Puis au cours des siècles qui suivirent, de nouvelles drogues furent introduites (thé, café, cacao) tandis que des botanistes de renom travaillent dans des jardins de plantes médicinales et écrivent de remarquables ouvrages (Matthioli, Fuchs, Lobel) que les progrès de l’imprimerie permettent de diffuser en grand nombre.

Peu à peu l’érudit, le botaniste, le savant cède le pas au scientifique qui passe au crible de l’expérimentation toutes ces connaissances accumulées au cours des siècles.

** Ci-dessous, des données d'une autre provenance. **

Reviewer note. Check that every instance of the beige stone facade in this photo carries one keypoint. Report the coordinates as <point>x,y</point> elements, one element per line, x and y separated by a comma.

Ce sera l’avènement de la biologie et de la chimie qui permet d’obtenir les principes actifs à l’état pur et de tester leurs effets physiologiques par les méthodes de la pharmacologie moderne (morphine tirée de lopium, quinine du quinquina, atropine de la belladone, colchicine du colchique etc).

Ce court résumé historique du lien qui unit l’homme à la plante depuis des siècles met en exergue le rôle joué par les civilisations méditerranéennes qui ont tour à tour, développé une pharmacopée végétale nous permettant de comprendre l’efficacité de leurs thérapeutiques.

Pharmacopée végétale essentiellement basée sur l’emploi d’une flore typique et extrêmement variable, la flore méditerranéenne, tout à fait différente de celle des autres parties de l’Europe.